With the Presidential race in full swing now that the Iowa caucuses have taken place, it was more than with a modicum of interest that I read about a recent poll revealing that ten percent of Americans were less likely to vote for a Jewish presidential candidate, while eight percent of Americans were more likely to vote for a Jewish presidential candidate. Although my attitude is “polls be damned”, still and all I began thinking about the Jewish factor in presidential elections. Despite the fact that I have absolutely no desire to assess any data, I nevertheless ask that you consider the following three questions, which will hopefully never reach the desk of any pollster:
What is more important to you, a Jew running for president, whose Judaism is purely an accident of birth in every aspect, or a non-Jew running for president who is a staunch supporter of Israel? Whether we like it or not, there exists a Jewish vote in this country, despite the fact that at best, we are a paltry 2% of the population; whether we like it or not, of the Jews who do vote in this country, there are those who select their candidate based solely on that candidate’s attitude (perceived or real) towards Israel. Perhaps neither is a factor for you, in that come Election Day, your sole concern is which candidate is a better choice to lead this country in the direction you feel this country ought to take.

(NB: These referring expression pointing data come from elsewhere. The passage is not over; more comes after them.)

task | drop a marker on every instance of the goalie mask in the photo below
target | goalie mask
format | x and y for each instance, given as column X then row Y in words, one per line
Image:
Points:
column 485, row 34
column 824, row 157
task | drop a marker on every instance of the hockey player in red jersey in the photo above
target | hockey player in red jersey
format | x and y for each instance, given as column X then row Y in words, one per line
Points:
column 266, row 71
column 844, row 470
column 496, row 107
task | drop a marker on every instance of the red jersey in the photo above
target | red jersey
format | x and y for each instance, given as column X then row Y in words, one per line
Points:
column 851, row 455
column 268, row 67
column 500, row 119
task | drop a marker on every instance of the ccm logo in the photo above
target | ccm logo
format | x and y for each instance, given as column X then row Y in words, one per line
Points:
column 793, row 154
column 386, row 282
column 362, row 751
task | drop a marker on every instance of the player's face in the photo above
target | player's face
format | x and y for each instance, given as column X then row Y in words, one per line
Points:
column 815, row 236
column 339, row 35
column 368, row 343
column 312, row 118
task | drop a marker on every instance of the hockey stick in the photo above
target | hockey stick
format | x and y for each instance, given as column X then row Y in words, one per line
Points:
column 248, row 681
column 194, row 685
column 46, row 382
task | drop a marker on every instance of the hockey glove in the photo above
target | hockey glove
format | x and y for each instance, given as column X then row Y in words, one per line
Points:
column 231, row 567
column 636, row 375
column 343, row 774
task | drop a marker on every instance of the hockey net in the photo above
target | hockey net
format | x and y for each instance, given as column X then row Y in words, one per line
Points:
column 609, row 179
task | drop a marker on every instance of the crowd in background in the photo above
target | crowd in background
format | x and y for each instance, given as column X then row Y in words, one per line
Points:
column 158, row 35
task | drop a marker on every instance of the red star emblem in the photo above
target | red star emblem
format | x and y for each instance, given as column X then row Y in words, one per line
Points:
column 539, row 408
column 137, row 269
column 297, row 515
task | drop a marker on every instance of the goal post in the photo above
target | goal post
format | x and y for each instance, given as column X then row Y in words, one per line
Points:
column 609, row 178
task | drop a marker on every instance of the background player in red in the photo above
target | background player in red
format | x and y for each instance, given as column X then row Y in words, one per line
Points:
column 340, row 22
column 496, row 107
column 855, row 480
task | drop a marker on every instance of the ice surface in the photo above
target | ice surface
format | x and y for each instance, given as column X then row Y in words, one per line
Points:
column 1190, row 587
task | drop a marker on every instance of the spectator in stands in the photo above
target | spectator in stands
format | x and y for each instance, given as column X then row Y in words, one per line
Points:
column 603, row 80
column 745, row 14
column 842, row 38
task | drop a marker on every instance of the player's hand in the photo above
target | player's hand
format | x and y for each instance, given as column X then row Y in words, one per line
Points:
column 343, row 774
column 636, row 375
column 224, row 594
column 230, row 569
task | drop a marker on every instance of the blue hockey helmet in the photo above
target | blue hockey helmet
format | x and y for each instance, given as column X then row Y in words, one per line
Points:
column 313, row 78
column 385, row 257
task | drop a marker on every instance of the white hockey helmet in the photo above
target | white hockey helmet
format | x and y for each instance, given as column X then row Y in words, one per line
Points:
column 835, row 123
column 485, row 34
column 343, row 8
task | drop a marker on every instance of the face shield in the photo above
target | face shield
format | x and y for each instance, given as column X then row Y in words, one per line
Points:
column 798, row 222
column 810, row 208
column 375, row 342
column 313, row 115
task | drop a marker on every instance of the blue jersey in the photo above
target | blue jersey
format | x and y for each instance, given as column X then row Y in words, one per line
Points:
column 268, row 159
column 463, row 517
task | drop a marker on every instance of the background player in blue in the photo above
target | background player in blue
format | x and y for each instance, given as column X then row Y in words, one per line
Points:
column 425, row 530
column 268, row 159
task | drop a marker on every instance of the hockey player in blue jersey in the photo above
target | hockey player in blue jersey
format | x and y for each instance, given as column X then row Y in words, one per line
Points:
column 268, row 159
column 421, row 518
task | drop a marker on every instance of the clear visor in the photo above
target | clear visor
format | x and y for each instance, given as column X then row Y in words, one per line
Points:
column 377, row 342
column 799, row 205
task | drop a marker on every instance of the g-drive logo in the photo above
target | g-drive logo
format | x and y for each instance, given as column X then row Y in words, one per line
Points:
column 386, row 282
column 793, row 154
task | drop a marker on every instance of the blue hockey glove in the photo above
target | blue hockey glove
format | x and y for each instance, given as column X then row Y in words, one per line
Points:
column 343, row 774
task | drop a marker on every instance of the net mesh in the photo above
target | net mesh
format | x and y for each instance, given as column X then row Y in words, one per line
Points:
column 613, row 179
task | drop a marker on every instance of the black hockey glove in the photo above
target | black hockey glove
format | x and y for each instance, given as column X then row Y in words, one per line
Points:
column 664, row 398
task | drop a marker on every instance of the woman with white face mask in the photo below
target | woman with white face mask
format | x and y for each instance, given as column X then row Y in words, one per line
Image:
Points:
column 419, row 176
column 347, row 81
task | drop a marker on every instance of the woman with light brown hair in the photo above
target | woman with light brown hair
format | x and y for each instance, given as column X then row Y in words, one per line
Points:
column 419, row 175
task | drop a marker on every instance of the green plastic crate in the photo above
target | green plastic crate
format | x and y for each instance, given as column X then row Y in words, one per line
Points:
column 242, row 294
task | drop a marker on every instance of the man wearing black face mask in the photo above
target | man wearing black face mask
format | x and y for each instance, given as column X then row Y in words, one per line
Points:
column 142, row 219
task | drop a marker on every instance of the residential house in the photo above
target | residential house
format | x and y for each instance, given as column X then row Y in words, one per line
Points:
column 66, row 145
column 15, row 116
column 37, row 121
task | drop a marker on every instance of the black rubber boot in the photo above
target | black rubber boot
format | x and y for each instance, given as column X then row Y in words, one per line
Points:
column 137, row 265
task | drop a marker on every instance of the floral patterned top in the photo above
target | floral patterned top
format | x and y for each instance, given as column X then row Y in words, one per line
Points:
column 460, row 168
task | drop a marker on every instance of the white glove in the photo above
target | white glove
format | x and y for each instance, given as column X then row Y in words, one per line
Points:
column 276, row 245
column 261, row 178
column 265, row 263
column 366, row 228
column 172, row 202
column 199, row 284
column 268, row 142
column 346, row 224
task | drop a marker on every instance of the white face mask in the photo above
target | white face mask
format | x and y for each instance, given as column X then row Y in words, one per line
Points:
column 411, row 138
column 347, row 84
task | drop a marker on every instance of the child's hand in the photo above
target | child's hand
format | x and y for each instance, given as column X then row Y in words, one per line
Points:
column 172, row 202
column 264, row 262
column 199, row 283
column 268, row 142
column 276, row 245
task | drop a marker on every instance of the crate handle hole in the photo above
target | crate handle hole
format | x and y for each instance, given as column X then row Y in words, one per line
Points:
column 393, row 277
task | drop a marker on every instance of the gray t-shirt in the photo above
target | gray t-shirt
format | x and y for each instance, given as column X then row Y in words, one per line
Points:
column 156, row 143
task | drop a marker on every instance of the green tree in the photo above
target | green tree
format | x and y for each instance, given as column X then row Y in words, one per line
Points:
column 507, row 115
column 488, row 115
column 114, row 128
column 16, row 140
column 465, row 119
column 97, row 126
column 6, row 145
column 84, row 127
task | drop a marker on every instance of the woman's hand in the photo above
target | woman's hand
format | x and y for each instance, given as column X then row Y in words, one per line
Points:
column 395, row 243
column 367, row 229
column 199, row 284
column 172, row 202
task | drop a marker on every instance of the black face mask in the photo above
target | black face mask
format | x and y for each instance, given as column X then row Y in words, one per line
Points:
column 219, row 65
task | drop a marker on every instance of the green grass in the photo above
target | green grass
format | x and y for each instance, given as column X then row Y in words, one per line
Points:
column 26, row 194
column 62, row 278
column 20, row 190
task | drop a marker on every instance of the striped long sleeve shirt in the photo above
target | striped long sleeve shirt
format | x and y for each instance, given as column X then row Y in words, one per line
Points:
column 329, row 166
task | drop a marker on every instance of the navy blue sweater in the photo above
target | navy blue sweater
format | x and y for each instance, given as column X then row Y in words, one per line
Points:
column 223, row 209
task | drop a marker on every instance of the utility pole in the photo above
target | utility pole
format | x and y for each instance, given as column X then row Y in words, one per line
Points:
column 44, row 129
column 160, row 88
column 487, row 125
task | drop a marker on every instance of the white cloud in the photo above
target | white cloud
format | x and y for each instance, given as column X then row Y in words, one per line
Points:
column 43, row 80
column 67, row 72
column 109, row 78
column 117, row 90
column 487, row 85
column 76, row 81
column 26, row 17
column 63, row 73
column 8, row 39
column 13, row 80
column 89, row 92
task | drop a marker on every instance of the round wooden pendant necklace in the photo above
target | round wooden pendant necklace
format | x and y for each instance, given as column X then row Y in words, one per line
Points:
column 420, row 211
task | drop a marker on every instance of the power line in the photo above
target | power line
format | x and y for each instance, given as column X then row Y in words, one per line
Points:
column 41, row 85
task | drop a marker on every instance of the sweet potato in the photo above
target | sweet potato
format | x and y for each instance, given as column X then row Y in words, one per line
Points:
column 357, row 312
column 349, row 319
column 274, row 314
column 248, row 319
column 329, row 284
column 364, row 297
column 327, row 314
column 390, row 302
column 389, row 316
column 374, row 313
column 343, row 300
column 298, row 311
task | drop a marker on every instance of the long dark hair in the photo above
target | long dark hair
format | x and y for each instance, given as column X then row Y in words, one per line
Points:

If it makes no difference to you whatsoever whether or not a presidential aspirant is Jewish, does a Jewish presidential aspirant’s level of Jewish observance matter to you? Would you prefer a Jewish president who at best attends synagogue services on the High Holy Days and whose Shabbat observance is limited to Shabbat dinner every Friday night, or would you beam with pride at a Shabbat observant president (who will set Shabbat aside in times of national security) who davens three times a day and eats strictly kosher? Is it safe to say that an Observant Jew as president of this country is perceived to be less of a threat than a devout Catholic or is there no difference? Does the same hold true when comparing an Observant Jew with a pious Protestant?

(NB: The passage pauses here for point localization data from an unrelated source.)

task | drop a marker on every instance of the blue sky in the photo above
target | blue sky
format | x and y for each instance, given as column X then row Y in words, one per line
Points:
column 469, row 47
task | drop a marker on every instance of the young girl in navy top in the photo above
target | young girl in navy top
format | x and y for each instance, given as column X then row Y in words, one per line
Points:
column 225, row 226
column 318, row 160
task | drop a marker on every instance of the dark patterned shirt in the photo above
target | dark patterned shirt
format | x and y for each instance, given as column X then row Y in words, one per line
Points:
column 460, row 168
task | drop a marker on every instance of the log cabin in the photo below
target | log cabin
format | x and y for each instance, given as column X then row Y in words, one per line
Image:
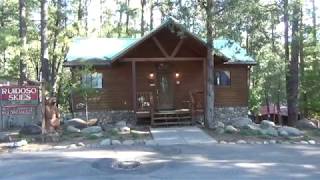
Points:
column 160, row 78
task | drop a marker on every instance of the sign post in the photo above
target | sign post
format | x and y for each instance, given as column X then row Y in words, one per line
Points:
column 18, row 101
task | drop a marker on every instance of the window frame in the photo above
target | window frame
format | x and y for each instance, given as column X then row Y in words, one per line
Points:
column 215, row 78
column 93, row 80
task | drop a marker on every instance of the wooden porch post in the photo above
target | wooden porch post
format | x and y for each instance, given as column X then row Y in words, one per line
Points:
column 134, row 88
column 204, row 87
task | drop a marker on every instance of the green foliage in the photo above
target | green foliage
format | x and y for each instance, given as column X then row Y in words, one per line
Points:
column 255, row 24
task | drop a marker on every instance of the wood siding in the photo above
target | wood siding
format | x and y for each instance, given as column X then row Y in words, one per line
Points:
column 117, row 85
column 191, row 78
column 237, row 93
column 116, row 91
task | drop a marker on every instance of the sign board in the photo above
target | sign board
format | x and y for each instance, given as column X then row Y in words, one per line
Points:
column 17, row 110
column 19, row 95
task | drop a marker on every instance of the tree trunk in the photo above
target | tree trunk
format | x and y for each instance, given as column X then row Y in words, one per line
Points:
column 44, row 42
column 293, row 81
column 120, row 21
column 151, row 14
column 143, row 3
column 55, row 39
column 209, row 111
column 266, row 94
column 127, row 17
column 23, row 41
column 80, row 16
column 314, row 36
column 86, row 4
column 304, row 99
column 286, row 41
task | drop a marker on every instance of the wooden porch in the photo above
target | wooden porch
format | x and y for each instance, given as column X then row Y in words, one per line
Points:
column 146, row 111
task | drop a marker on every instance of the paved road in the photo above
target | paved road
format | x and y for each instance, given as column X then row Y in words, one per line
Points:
column 180, row 135
column 204, row 161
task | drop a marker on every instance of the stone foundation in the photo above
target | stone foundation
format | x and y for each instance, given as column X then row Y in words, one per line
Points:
column 225, row 114
column 105, row 117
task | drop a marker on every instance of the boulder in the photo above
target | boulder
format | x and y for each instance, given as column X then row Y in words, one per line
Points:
column 291, row 131
column 121, row 124
column 124, row 130
column 241, row 141
column 269, row 131
column 273, row 141
column 5, row 137
column 219, row 130
column 30, row 129
column 231, row 129
column 105, row 142
column 312, row 142
column 283, row 133
column 92, row 122
column 218, row 125
column 253, row 127
column 241, row 122
column 222, row 142
column 265, row 124
column 81, row 144
column 91, row 130
column 306, row 124
column 73, row 129
column 77, row 123
column 115, row 142
column 72, row 146
column 128, row 142
column 304, row 142
column 97, row 135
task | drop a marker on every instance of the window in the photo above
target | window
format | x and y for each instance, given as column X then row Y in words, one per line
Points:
column 93, row 80
column 222, row 78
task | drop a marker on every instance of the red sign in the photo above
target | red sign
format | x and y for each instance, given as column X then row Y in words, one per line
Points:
column 18, row 110
column 19, row 95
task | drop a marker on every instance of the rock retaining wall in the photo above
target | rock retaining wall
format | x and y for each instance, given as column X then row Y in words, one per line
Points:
column 105, row 117
column 226, row 114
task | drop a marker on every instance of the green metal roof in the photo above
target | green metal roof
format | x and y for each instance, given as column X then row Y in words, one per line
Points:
column 232, row 51
column 102, row 50
column 84, row 49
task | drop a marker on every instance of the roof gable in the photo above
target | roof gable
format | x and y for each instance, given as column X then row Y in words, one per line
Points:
column 101, row 51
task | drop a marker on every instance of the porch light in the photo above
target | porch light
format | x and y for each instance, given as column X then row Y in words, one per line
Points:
column 151, row 76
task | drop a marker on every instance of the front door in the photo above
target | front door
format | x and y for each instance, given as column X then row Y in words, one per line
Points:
column 165, row 87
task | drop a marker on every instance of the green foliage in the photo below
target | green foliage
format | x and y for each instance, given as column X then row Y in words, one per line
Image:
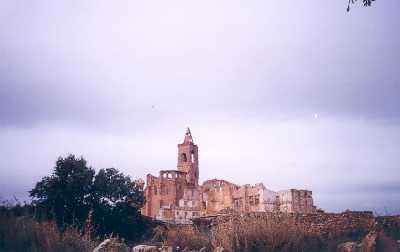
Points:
column 73, row 190
column 65, row 195
column 116, row 204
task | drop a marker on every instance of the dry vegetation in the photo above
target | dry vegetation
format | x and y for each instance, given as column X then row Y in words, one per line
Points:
column 245, row 234
column 26, row 234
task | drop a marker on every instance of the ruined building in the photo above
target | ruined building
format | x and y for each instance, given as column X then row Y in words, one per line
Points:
column 175, row 196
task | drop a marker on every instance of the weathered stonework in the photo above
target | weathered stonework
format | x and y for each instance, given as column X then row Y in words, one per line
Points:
column 175, row 196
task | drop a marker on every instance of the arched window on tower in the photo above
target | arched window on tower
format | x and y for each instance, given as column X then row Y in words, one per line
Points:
column 183, row 157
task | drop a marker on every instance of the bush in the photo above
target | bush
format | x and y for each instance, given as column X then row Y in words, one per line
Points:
column 26, row 234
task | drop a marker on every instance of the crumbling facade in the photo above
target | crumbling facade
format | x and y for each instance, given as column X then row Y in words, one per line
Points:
column 175, row 196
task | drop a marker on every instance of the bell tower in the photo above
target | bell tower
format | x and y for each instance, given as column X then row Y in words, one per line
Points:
column 188, row 159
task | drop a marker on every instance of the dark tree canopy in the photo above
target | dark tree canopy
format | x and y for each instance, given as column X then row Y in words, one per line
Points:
column 65, row 195
column 116, row 204
column 73, row 190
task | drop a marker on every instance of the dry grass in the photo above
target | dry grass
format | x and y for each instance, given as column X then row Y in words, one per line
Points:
column 26, row 234
column 263, row 234
column 241, row 233
column 187, row 237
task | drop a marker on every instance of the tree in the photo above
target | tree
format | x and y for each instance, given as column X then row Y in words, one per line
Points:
column 65, row 195
column 365, row 3
column 73, row 190
column 116, row 204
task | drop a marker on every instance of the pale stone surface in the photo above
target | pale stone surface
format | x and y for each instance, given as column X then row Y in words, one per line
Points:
column 111, row 245
column 176, row 197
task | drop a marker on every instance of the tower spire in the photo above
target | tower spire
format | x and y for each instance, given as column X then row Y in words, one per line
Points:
column 188, row 136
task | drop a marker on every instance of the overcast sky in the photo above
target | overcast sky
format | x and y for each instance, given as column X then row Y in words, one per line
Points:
column 294, row 94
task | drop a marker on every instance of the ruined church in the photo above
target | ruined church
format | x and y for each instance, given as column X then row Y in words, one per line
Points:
column 175, row 196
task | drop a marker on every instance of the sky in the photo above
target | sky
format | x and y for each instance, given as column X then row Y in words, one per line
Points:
column 294, row 95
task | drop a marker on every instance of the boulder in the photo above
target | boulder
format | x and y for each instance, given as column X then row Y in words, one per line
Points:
column 348, row 247
column 111, row 245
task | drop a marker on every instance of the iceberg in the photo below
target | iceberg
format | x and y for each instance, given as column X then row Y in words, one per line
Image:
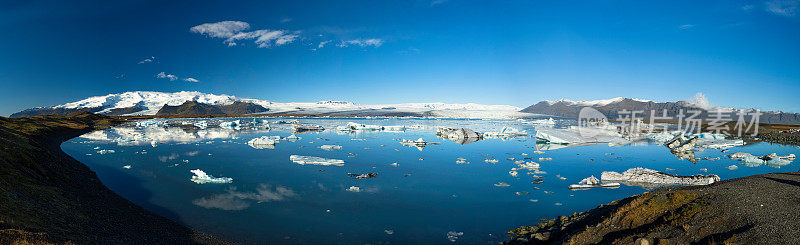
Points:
column 357, row 126
column 592, row 182
column 542, row 122
column 459, row 135
column 201, row 177
column 772, row 160
column 307, row 127
column 506, row 132
column 394, row 128
column 264, row 142
column 303, row 160
column 330, row 147
column 230, row 124
column 651, row 178
column 201, row 124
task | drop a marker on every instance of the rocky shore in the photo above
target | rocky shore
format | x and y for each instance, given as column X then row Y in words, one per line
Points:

Are you more troubled by the fact that 10% of voters in this country are less likely to vote for a Jew running for president than you are proud of the fact that 8% of voters in this country are more likely to vote for a Jew running for president? Please understand that among the 10% there are Jews who would prefer not to see a Jewish president because they are concerned or perhaps better stated afraid of any anti-Semitic backlash, should a Jewish president take any unpopular positions, become involved in a scandal, or see the economy tank during his presidency. Alternatively, among the 8% there are bound to be non-Jews who see a Jewish president as being endowed with special qualities by virtue of being a member of HaShem’s chosen. If there are non-Jews in this country who see a Jewish doctor and a Jewish lawyer as possessing fabulous skills, then perhaps they regard a Jewish president much the same way.
Whether or not we will live to see a mezuzah at the front doorpost of 1600 Pennsylvania Avenue makes for good discussion. “Do we really care”, is an entirely different question. The very fact that we can even entertain these questions says a great deal about these United States of America. It also says a great deal about us as Jews.